In the case of the Pittsburgh Legionnaires outbreak, committee chairman Jeff Miller (R-Fla.) told the Tribune-Review that "these revelations paint a troubling picture of rampant mismanagement and incompetence among some officials within the VA Pittsburgh Healthcare system."

"Unfortunately, incompetence and mismanagement — coupled with an extreme reluctance to come clean about the facts — have defined the department's response to the tragic Legionnaires' disease outbreak in Pittsburgh," Miller continued.

Earlier this month the family of WWII Navy veteran William Nicklas, who died at 87-years-old as a result of the disease, launched a lawsuit for $8 million in damages against the U.S. Department of Veterans' Affairs.

"When you're talking about five, and maybe six deaths now, we can't let it go away," the man's son, Bob Nicklas, said according to the Post-Gazette. "We're going to keep pushing and pushing."

The family member of another disease victim victim was reported by the Post-Gazette last month to be looking for answers into his brother's death as well.

"All I know is, when he went in to the VA for some psoriasis, he was OK," Dave Jenkins said of his brother, Greg, whose death at 54 years old was not directly attributed to Legionnaires. "But after, he was never right; he never came back to what he was."

The Post-Gazette stated that, like the family of others who had contracted the disease, Jenkins is pushing for the problems at the VA to be fixed.
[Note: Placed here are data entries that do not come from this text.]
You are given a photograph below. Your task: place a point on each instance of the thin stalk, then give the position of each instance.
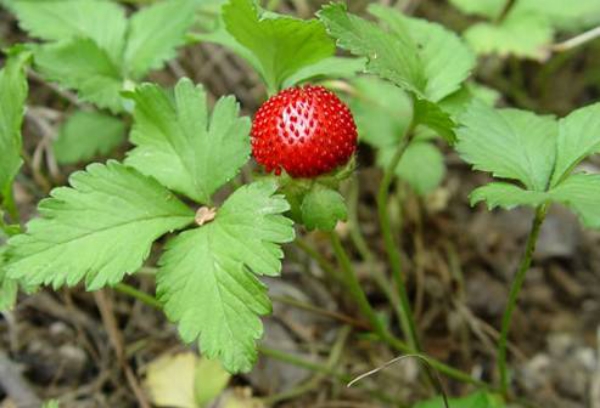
(365, 252)
(540, 215)
(139, 295)
(407, 321)
(9, 204)
(320, 368)
(577, 40)
(300, 362)
(325, 265)
(358, 294)
(314, 382)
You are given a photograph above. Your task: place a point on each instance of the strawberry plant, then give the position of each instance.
(211, 196)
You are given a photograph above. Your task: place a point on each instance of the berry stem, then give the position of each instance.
(407, 320)
(515, 289)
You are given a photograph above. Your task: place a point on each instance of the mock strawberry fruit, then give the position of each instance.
(305, 131)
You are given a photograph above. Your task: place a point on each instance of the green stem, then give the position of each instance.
(300, 362)
(358, 294)
(365, 252)
(325, 265)
(9, 203)
(540, 215)
(408, 322)
(139, 295)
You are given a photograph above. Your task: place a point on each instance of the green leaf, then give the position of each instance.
(431, 115)
(509, 143)
(486, 8)
(519, 34)
(80, 64)
(179, 146)
(220, 35)
(447, 62)
(102, 21)
(100, 229)
(155, 33)
(322, 208)
(507, 196)
(382, 111)
(8, 287)
(391, 55)
(422, 166)
(281, 44)
(87, 134)
(332, 67)
(479, 399)
(581, 193)
(578, 138)
(207, 281)
(13, 93)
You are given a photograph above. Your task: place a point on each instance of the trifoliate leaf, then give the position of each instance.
(13, 93)
(447, 62)
(8, 287)
(509, 143)
(87, 134)
(179, 146)
(519, 34)
(322, 208)
(100, 229)
(507, 196)
(207, 281)
(479, 399)
(391, 55)
(104, 22)
(422, 166)
(80, 64)
(382, 111)
(581, 193)
(281, 44)
(486, 8)
(332, 67)
(578, 137)
(154, 34)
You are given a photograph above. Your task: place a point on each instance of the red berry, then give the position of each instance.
(305, 131)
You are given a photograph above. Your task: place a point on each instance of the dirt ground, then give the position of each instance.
(92, 350)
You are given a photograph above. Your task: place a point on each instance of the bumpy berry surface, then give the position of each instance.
(305, 131)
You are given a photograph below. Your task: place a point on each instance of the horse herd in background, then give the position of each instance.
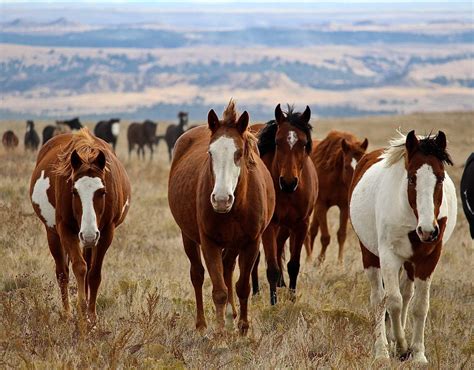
(233, 186)
(139, 135)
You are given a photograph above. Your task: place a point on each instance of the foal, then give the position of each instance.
(403, 208)
(221, 196)
(335, 158)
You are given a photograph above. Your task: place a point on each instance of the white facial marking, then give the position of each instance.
(425, 185)
(86, 187)
(353, 163)
(124, 207)
(292, 139)
(115, 128)
(226, 172)
(40, 197)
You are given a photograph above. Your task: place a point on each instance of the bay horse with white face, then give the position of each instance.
(335, 158)
(285, 147)
(81, 193)
(221, 196)
(403, 208)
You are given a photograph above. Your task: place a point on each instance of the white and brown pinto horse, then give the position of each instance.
(81, 193)
(221, 196)
(403, 209)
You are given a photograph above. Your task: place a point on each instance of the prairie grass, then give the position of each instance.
(146, 301)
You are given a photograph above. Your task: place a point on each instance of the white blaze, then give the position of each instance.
(292, 138)
(115, 128)
(226, 172)
(40, 197)
(86, 187)
(425, 185)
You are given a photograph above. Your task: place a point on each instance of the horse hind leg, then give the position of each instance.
(62, 268)
(197, 278)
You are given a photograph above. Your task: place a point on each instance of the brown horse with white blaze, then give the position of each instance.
(336, 157)
(285, 145)
(221, 196)
(81, 193)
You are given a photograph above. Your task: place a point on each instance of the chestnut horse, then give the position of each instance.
(285, 145)
(81, 193)
(221, 196)
(403, 208)
(336, 157)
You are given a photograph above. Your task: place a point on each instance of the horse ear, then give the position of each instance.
(76, 161)
(212, 120)
(278, 114)
(243, 122)
(345, 146)
(411, 143)
(306, 116)
(100, 161)
(441, 140)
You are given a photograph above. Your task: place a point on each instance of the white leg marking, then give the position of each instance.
(421, 305)
(378, 309)
(40, 197)
(292, 138)
(226, 173)
(425, 184)
(86, 187)
(115, 128)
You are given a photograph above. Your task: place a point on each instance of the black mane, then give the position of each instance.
(429, 146)
(266, 138)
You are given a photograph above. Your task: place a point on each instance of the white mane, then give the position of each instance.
(395, 152)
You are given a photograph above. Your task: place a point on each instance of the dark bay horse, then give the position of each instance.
(31, 137)
(221, 196)
(81, 193)
(141, 135)
(108, 131)
(173, 132)
(403, 208)
(9, 140)
(335, 158)
(467, 192)
(285, 147)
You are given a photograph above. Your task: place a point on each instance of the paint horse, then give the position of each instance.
(81, 193)
(285, 146)
(403, 209)
(467, 192)
(336, 157)
(221, 196)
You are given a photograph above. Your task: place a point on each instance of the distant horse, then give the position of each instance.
(335, 158)
(9, 140)
(81, 193)
(285, 145)
(221, 196)
(31, 136)
(467, 192)
(108, 131)
(403, 209)
(141, 134)
(173, 132)
(61, 127)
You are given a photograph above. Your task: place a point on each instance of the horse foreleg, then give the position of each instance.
(342, 232)
(213, 257)
(247, 258)
(197, 278)
(229, 260)
(62, 268)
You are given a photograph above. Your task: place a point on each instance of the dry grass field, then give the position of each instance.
(146, 301)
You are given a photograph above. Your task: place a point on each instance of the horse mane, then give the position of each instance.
(85, 145)
(396, 151)
(266, 139)
(329, 153)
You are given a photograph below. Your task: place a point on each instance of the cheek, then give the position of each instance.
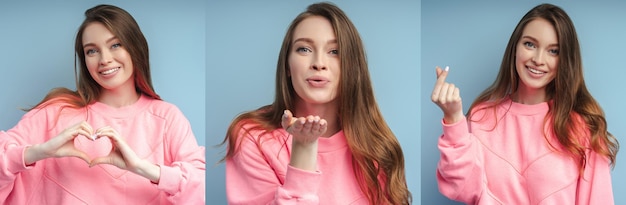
(92, 63)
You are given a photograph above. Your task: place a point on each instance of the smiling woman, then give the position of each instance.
(113, 133)
(536, 117)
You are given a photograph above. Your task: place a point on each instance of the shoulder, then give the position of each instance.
(51, 111)
(163, 109)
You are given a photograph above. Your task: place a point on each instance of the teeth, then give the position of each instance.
(106, 72)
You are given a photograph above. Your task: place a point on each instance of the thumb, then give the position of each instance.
(82, 155)
(100, 160)
(288, 119)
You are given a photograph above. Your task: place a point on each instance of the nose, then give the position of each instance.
(538, 58)
(319, 62)
(105, 57)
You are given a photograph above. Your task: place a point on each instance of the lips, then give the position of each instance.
(535, 71)
(109, 71)
(317, 81)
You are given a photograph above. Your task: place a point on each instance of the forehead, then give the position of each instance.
(314, 27)
(541, 30)
(96, 32)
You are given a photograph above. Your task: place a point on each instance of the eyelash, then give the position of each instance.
(92, 51)
(532, 45)
(304, 49)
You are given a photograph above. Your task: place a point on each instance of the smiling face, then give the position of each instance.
(537, 56)
(314, 63)
(107, 60)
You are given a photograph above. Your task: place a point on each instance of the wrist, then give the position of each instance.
(149, 171)
(453, 118)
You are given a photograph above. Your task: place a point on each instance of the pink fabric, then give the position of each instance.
(512, 163)
(156, 130)
(260, 173)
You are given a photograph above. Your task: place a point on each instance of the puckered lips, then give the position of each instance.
(108, 72)
(534, 72)
(317, 81)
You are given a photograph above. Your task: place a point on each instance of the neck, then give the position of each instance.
(119, 97)
(529, 96)
(328, 112)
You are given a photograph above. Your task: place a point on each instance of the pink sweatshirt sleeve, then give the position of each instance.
(257, 177)
(460, 169)
(13, 143)
(595, 187)
(184, 178)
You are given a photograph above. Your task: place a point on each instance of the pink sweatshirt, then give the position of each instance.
(260, 173)
(512, 163)
(154, 129)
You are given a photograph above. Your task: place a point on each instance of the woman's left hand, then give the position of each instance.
(123, 157)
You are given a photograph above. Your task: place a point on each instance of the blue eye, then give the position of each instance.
(529, 44)
(303, 49)
(90, 51)
(554, 51)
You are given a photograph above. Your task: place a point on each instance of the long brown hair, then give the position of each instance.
(126, 29)
(571, 101)
(378, 157)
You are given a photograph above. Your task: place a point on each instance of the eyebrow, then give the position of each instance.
(308, 40)
(107, 41)
(534, 39)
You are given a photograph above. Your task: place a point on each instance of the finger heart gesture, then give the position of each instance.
(447, 96)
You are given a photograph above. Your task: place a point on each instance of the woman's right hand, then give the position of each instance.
(306, 132)
(60, 146)
(447, 97)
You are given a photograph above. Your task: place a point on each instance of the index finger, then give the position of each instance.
(442, 75)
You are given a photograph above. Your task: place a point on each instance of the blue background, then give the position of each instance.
(215, 59)
(244, 39)
(37, 53)
(470, 37)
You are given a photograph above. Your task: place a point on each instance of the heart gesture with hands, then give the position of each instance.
(448, 97)
(60, 146)
(121, 155)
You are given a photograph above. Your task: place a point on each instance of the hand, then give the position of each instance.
(60, 146)
(123, 157)
(447, 97)
(305, 133)
(304, 130)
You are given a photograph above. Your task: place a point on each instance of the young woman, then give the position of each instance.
(323, 140)
(113, 140)
(536, 135)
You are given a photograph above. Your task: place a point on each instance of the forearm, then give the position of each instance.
(33, 154)
(304, 156)
(149, 171)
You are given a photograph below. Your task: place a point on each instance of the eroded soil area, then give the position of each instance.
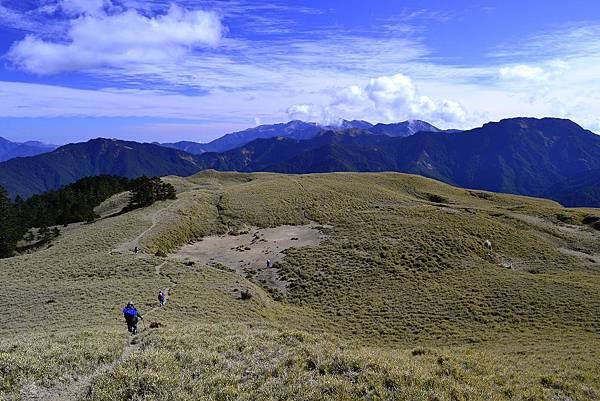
(249, 252)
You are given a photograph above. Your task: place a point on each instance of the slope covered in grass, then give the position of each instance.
(401, 301)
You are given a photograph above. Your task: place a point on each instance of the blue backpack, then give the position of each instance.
(129, 312)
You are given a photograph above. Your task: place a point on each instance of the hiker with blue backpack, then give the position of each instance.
(132, 317)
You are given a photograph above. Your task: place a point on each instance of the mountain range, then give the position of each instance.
(9, 150)
(549, 157)
(26, 176)
(299, 130)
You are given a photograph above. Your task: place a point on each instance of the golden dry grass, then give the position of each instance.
(402, 301)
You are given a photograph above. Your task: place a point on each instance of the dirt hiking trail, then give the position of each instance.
(78, 387)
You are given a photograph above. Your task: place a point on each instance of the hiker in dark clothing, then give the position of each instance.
(132, 317)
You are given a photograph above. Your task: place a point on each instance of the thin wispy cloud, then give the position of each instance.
(239, 60)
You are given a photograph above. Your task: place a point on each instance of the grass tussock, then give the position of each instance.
(400, 301)
(243, 363)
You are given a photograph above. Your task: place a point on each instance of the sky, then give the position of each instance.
(165, 71)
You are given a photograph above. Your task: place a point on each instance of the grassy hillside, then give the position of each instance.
(401, 301)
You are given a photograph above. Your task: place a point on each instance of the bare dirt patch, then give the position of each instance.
(248, 253)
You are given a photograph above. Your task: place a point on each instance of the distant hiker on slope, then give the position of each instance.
(132, 317)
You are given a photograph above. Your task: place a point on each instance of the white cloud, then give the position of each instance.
(78, 7)
(118, 40)
(523, 71)
(388, 99)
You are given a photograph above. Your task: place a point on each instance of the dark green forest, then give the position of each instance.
(70, 204)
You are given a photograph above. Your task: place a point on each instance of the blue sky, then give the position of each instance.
(173, 70)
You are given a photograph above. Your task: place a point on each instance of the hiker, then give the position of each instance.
(131, 317)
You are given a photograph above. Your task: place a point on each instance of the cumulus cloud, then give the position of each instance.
(386, 99)
(96, 39)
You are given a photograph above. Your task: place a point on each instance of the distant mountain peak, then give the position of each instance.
(10, 150)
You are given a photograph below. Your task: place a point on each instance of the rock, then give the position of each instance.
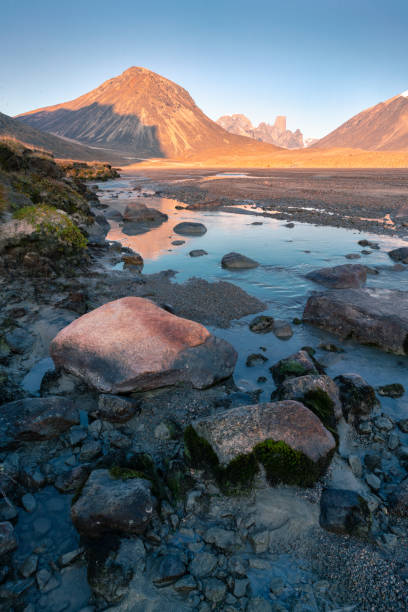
(400, 254)
(298, 364)
(28, 502)
(214, 590)
(282, 330)
(133, 260)
(393, 390)
(368, 316)
(109, 504)
(373, 482)
(136, 212)
(188, 228)
(224, 539)
(8, 541)
(132, 344)
(260, 541)
(298, 388)
(115, 408)
(255, 359)
(35, 419)
(286, 437)
(340, 277)
(262, 324)
(203, 564)
(356, 395)
(236, 261)
(343, 511)
(399, 499)
(171, 568)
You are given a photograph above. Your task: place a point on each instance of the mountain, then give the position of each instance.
(276, 134)
(383, 127)
(59, 147)
(139, 113)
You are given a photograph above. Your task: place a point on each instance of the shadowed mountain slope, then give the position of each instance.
(138, 113)
(383, 127)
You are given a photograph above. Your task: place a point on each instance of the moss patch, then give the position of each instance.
(285, 465)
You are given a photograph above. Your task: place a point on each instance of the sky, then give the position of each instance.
(319, 62)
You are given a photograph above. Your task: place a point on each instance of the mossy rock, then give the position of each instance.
(282, 464)
(54, 230)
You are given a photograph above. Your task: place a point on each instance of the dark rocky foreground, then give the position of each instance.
(191, 495)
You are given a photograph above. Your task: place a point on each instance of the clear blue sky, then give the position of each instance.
(317, 61)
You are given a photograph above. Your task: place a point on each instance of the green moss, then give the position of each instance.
(120, 473)
(285, 465)
(53, 226)
(199, 452)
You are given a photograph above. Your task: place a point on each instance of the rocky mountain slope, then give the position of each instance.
(276, 134)
(383, 127)
(140, 113)
(59, 147)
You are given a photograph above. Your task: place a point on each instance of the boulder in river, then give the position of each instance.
(286, 437)
(340, 277)
(376, 317)
(312, 389)
(236, 261)
(132, 344)
(35, 419)
(189, 228)
(107, 503)
(298, 364)
(356, 395)
(400, 254)
(345, 512)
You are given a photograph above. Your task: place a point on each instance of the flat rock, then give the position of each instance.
(340, 277)
(376, 317)
(236, 261)
(238, 430)
(110, 504)
(132, 344)
(297, 388)
(344, 511)
(35, 419)
(400, 254)
(188, 228)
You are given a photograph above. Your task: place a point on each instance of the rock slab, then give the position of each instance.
(376, 317)
(133, 345)
(110, 504)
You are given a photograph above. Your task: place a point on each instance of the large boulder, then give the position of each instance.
(112, 504)
(400, 254)
(286, 437)
(298, 364)
(236, 261)
(340, 277)
(35, 419)
(189, 228)
(133, 345)
(376, 317)
(343, 511)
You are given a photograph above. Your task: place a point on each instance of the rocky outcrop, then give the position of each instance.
(132, 344)
(112, 504)
(188, 228)
(348, 276)
(236, 261)
(369, 316)
(286, 437)
(35, 419)
(344, 512)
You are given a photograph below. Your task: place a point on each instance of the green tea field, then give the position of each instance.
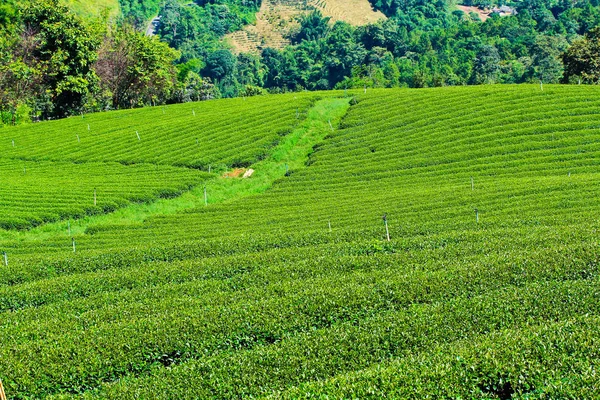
(393, 243)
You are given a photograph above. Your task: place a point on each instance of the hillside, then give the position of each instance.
(400, 243)
(277, 18)
(94, 8)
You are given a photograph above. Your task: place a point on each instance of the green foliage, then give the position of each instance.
(64, 52)
(581, 59)
(294, 291)
(39, 192)
(135, 69)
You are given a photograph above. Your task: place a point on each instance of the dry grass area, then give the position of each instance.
(277, 18)
(94, 8)
(483, 14)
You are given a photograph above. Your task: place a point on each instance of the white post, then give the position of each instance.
(387, 231)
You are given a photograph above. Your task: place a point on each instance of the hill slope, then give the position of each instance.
(94, 8)
(277, 17)
(486, 288)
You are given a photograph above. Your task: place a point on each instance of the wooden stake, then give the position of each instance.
(387, 231)
(2, 394)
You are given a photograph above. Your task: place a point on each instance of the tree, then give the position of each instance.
(545, 63)
(582, 59)
(64, 49)
(136, 70)
(486, 66)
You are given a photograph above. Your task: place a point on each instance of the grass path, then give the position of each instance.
(293, 151)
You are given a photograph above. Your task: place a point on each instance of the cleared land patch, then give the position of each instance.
(295, 292)
(277, 18)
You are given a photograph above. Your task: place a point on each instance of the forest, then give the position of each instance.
(54, 63)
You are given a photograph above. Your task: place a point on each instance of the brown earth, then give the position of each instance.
(277, 18)
(235, 173)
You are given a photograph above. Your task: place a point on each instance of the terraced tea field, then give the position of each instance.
(285, 285)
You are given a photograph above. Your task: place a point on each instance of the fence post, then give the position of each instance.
(2, 394)
(387, 231)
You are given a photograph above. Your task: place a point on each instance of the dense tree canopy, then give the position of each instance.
(53, 64)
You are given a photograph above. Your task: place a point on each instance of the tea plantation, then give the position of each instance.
(284, 285)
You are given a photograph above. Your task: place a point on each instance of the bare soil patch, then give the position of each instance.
(277, 18)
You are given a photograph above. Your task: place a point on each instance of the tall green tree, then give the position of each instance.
(135, 69)
(582, 59)
(63, 50)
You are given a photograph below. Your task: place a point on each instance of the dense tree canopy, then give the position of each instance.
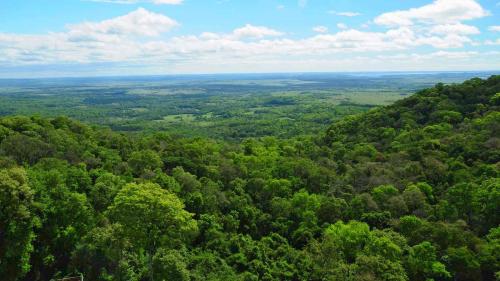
(409, 191)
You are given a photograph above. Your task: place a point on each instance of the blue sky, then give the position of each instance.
(140, 37)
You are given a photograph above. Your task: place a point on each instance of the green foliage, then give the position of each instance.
(17, 222)
(404, 192)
"I think everything happens for a reason, and maybe the reason here is that they'll solve the problem and no other veterans will get this disease in the future. And I think I owe it to my brother, too, to find out what happened," he told the Post-Gazette.

While all this news continued to emerge and develop the Tribune-Review pointed out in June that the VAPHS received strong ratings in an evaluation from the VA's regional director Michael Moreland:

CEO Terry Gerigk Wolf gave herself high praise for her performance over nearly two pages of the 11-page annual evaluation for the period Oct. 1, 2011, to Sept. 30, 2012, which the Trib obtained. Wolf said she exceeded expectations in all her duties, oversaw consolidation of three hospital campuses into two with the closing of the Highland Drive facility, strengthened ties with veterans and built workplace respect, among other accomplishments. Moreland gave her the top rating in five critical areas when signing off on the evaluation.

“I don't know what's more disturbing: that five veterans are dead from a Legionnaires' disease outbreak VA Pittsburgh Healthcare officials were too incompetent to stop, or the fact that some of those same executives feel their dreadful mismanagement of the outbreak doesn't bear mentioning in their performance reviews,” said Rep. Miller, told the Tribune-Review.

And he's not the only one spouting off about this evaluation either.

"The same bureaucrats who were paid handsomely for negligence and incompetence also refuse to answer reporters' questions about whether they've removed the deadly Legionella bacteria from hospitals that were built to heal, protect and serve those who served us,"Salena Zito wrote in a column for the Tribune-Review about the issue, stating that it seems people are "too tired to care" about the VA "scandal."

"How can we stand by and not hold accountable those who neglected our veterans, whose love of God and country inspired them to serve and preserve our country's people and our fundamental liberties?" Zito continued later in her piece.

The VA system in Pittsburgh is not the only one to battle with the bacterial outbreak either. Just this month, health officials said Ohio is seeing its largest outbreak of Legionnaires' disease, which has killed five people and sickened 39 others at a retirement community since July.

The state Health Department says the outbreak at Wesley Ridge Retirement Community in Reynoldsburg in central Ohio has been linked to bacteria in an air conditioning cooling tower and several water sources.

The retirement community has taken steps to clean the water by hyper-chlorinating and superheating it. The center is also installing filters on shower heads and advising residents not to drink the water until testing is completed.

The Associated Press contributed to this report.